Quotes of the week
Posted Mar 24, 2012 14:03 UTC (Sat) by khim
In reply to: Quotes of the week
Parent article: Quotes of the week
The Android approach of giving each application its own UID/GID sounds reasonable here.
Yes, it looks reasonable on first glance, but, unfortunately, in practice it's not enough. Linux kernel is too large and too bug-ridden. It's developers have not actually considered case where people will run potentially-hostile-code locally. Simple UID/GID separation is not robust enough. This means you need additional sandbox. There are many choices: seccomp or ptrace can be used to create adequate sandbox, NaCl offers even more robust one.
This could be as straightforward as requiring a particular version of KDE's and/or GNOME's basic libraries to be available (after all, GNOME stuff can run under KDE and vice-versa) and getting the KDE and GNOME people to provide ABI backward compatibility with that version.

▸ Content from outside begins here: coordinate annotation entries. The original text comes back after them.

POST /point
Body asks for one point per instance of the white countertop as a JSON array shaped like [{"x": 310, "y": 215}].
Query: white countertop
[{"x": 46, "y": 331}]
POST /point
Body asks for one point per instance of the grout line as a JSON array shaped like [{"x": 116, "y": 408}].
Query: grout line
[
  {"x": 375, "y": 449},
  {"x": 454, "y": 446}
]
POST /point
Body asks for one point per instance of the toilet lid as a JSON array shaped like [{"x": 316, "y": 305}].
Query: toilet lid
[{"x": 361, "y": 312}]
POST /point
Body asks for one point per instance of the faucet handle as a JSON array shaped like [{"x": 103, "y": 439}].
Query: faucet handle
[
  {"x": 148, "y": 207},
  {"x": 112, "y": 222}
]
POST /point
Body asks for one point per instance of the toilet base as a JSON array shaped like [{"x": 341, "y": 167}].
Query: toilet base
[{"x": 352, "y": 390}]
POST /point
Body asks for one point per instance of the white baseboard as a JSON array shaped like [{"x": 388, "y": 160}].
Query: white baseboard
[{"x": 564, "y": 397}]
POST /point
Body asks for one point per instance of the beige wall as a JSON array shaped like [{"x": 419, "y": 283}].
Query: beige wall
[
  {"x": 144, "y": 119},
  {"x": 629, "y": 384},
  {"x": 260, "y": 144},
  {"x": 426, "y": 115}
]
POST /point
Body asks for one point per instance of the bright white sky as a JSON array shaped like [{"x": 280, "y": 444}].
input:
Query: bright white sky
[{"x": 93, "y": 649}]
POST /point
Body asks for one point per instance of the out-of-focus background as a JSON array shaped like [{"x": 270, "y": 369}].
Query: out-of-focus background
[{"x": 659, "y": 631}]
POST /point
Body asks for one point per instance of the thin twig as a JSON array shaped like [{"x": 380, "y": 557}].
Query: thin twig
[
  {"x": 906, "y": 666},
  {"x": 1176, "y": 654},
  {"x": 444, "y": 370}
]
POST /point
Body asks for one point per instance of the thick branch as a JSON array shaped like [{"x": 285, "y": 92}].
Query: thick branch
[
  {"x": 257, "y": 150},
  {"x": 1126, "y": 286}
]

Yeah, this should be possible, too. Will need some amount of upstream support, but should be doable.
If you'll think about it then you'll understand that app stores are all the rage today because they offer two things simultaneously:
1. Distributions package is created by application developer itself, and it's easy to add it to the app store (review process is [relatively] simple for Apple's AppStore and post-moderated for Google Play Store).
2. User can install random programs from the app store [relatively] safely (Apple review process promises to weed out malware while Google does the same using combination of automated process and post-moderation).
Traditional distribution model offer only #1 while distribution repos offer only #2.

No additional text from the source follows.